NOT YET RECRUITING
NCT06352333
Parasagittal Vs Cornerpocket Approaches
Brachial plexus blocks are widely used to provide anesthesia for upper limb surgery.
Although many different approaches to the brachial plexus block have been described, there is widespread acceptance that injecting at the supraclavicular level is the most reliable method in terms of spread of local anesthetic agent.
Each approach of ultrasound guided supraclavicular brachial plexus block (US -SCBPB ) has a different success rate and complications. .

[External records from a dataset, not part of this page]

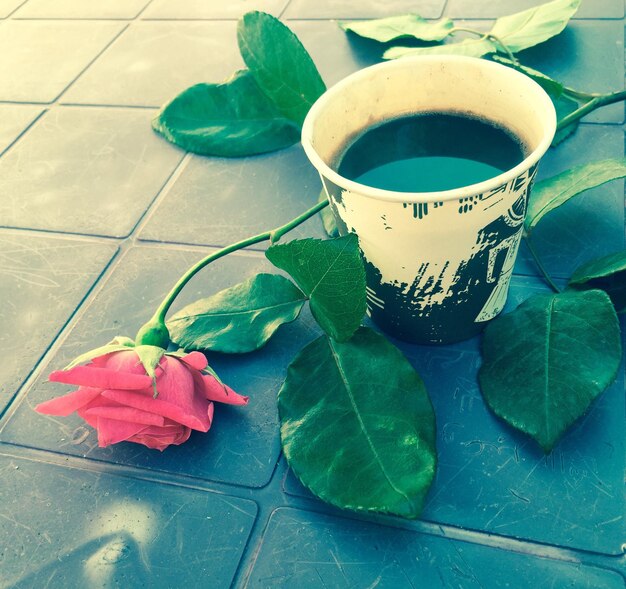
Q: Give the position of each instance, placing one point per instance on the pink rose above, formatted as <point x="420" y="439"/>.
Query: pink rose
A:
<point x="115" y="396"/>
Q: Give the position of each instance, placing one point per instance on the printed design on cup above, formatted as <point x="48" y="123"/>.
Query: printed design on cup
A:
<point x="424" y="295"/>
<point x="420" y="209"/>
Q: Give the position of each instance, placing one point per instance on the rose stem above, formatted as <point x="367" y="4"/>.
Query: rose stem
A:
<point x="272" y="235"/>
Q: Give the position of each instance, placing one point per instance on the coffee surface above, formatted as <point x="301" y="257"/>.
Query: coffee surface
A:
<point x="430" y="152"/>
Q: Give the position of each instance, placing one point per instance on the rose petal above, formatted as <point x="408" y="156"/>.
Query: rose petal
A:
<point x="210" y="413"/>
<point x="161" y="438"/>
<point x="196" y="360"/>
<point x="103" y="378"/>
<point x="145" y="402"/>
<point x="128" y="414"/>
<point x="68" y="403"/>
<point x="112" y="431"/>
<point x="214" y="391"/>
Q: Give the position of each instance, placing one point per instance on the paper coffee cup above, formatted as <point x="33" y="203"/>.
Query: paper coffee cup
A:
<point x="438" y="264"/>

A supraclavicular block can provide effective surgical anesthesia of the forearm and hand.
The most commonly performed US- SCBPB is the corner pocket approach which was described by Chan et al with probe resting posterior to the clavicle, with postero latero-anteromedial orientation provides a very stable location, but has the disadvantage of "looking" across the first rib, with the apex of the lung visualized close to thePlexus .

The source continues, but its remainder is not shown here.